The last school closed in 1996. The Canadian government made its first formal apology in 2008. A Truth and Reconciliation Commission that concluded in 2015 officially labeled the system cultural genocide.
Janet cried through most of our interview. Not sobs but silent, steady tears as she talked about her experiences as a child at Marieval Indian Residential School in the 1950s. She told me how she was repeatedly molested by a priest, how she only got to see her parents for two months a year, how, to this day, she hates autumn because it reminds her of having to go back.
"I didn't know who I was," she told me. "I was ashamed to be native, and I was ashamed to be brown, so [after residential school] I ran to the darkest part of the city, where I thought I belonged. We all just want to belong."
Halfway through our conversation, I saw a box of tissues on a side table and handed her one, desperate to offer some kind of comfort. We talked for an hour, I photographed her, we hugged, and she left.
A few minutes later, Deb popped her head through the doorframe. I was sitting in an upstairs room of All Nations Hope, a nonprofit that serves HIV-positive indigenous people in Regina, Saskatchewan. Deb is a staff member there. For me, she's also something of a cultural translator. She immediately noticed the crumpled up tissue on the coffee table and shot me a disapproving look.
"Did you give that to Janet?"
I admitted that I had. Deb is one of my favorite people in the world, but I'm also a little scared of her.
"Never offer a survivor a tissue when they're crying. If they need one, they can reach for it. When you give someone a tissue, you're telling them that their tears need to stop. But tears are good, they're part of healing. Don't interfere with that."
She picked up the tissue gingerly and headed back to her office. In a cabinet, she keeps a brown paper bag, where she collects tissues that people have used to wipe away tears during a smudging ritual she leads every morning. Every so often, she burns them.
I sat there, waiting for my next interview, half embarrassed, half grateful. This is by far the most difficult story I've ever worked on, and Deb is a regular reminder that as much as I think I've done to try to understand and engage sensitively with the First Nations culture, there's a lot I still don't know.
How do you photograph the past? How do you show what remains in the wake of so much trauma and abuse? Every one of the 45 residential school survivors I interviewed had at some point struggled with PTSD, depression, and addiction—but that's not what I wanted to show.

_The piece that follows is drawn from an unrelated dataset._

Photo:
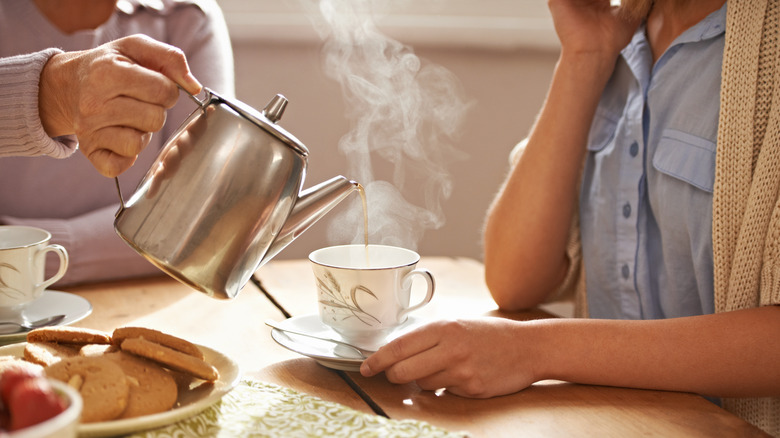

These portraits are my attempt to get to the root of historical trauma. Each of these double exposures layers a former residential school student with something related to his or her experience: the sites where schools once stood, the cemeteries where over 6,000 indigenous children are buried, the documents that enforced strategic assimilation. While alternative processes like composite photography haven't traditionally been considered a part of the documentary arsenal, I believe this is the most effective way to tell these stories. These images are no less truthful than the individual frames that go into them; they speak to the echoes of trauma even as the healing process begins.